At peak rush hours, hordes of bicyclists, skateboarders and pedestrians charge through the Jefferson Boulevard and McClintock Avenue intersection. While the streetlight timer counts down the seconds, a young woman strolls and chatters on her cell phone, people on cruiser bikes zoom in every direction, and students late for class dodge traffic. Light after light, people repeatedly break into their chaotic paths, and, except for the rare collision, no one has ever been injured, according to DPS Capt. David Carlisle.
The willy-nilly patterns of the junction demonstrate a shared defiance of authority. Official California law requires bicyclists to walk their bike in the crosswalk. But they hardly ever do. Most keep pedaling and ignore common courtesies of yielding to a mother and her child or slowing down before a large group.
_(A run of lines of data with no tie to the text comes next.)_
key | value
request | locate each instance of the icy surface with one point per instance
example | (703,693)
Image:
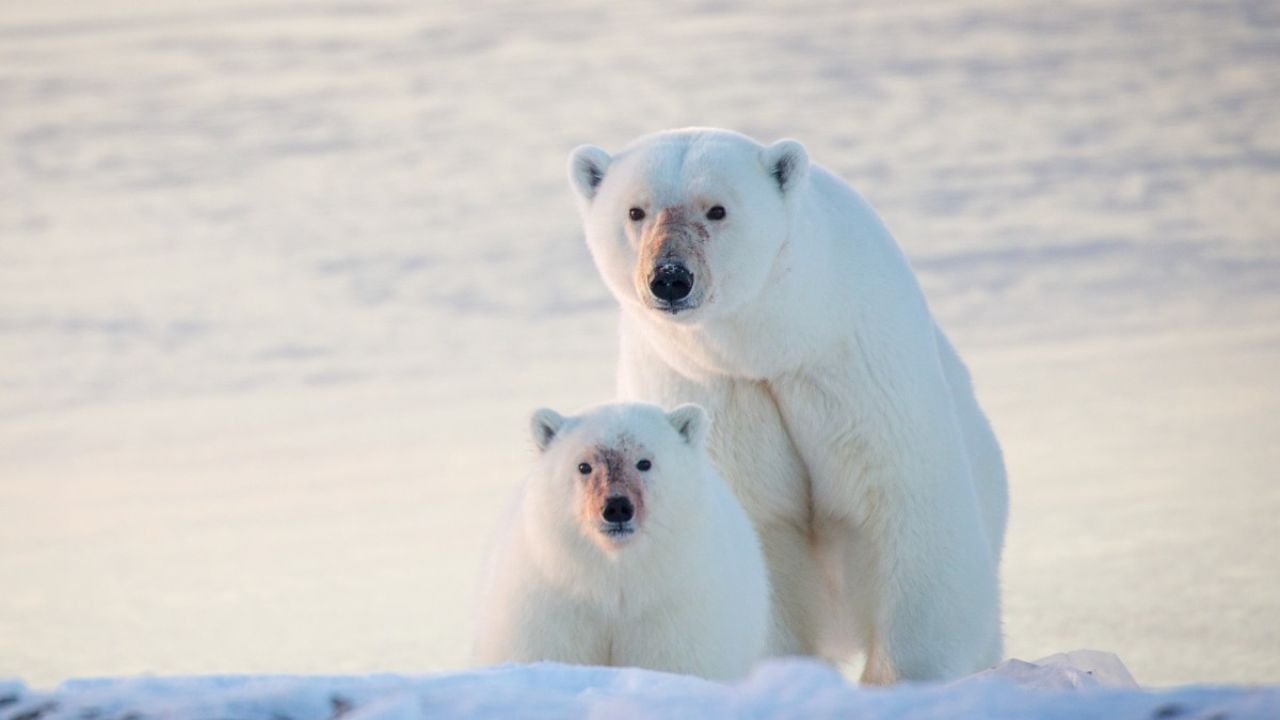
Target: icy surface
(280,281)
(785,688)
Ashley Dotterweich, a junior majoring in English, meanders through the intersection at least four times a day to and from the USC campus. “It’s mostly making big arcs around everybody. People on bikes forget how to steer. They do this thing—” Dotterweich gestures like she is swiveling handlebars from side to side, “—like they don’t know where they’re going. It’s like, just choose a direction, already.”
Pedestrians concede the right-of-way to bigger, faster clusters of bike riders. Gliding off the curb like a flock of birds taking flight, the bike riders’ feet seldom touch the ground. Elevated on their seats, few yell out warnings to people in the way. In the absence of language, subtle gestures – a nod of the head, a slight shift to the right to allow someone to pass on your left, a sudden decrease in speed – govern the arena.
American intersections are masculine: one street joins another at a perpendicular angle. Unlike roundabouts in France, which guide pedestrians and cars in a circle, square intersections foster aggressive movements. Slower people shrink their strides, never straying outside the white parallel lines, while faster people cut careless swaths. For those who travel at medium speeds, navigating between slow and fast crossers requires flexible decision-making.
“You’re going, you’re flowing, letting someone by,” said Amanda Ashley, a senior majoring in communication who rides a neon green cruiser bike. “Everyone has formed their own mini-lane.”
The unpredictability of the intersection, the flirting with the “possibility of improvisation” as Richard Schechner wrote, is a charged field of free expression. People rumor that at the end of every month, police officers, looking out of place with their strapped helmets and tight-fitted navy uniforms, monitor the intersection to ticket and fine bicyclists who do not walk their bikes. Seeing someone walking their bike could signify the presence of a cop – common street knowledge. After the police arrive, everyone walks their bike. When they haven’t been seen for weeks, bicyclists resort to familiar law-breaking habits.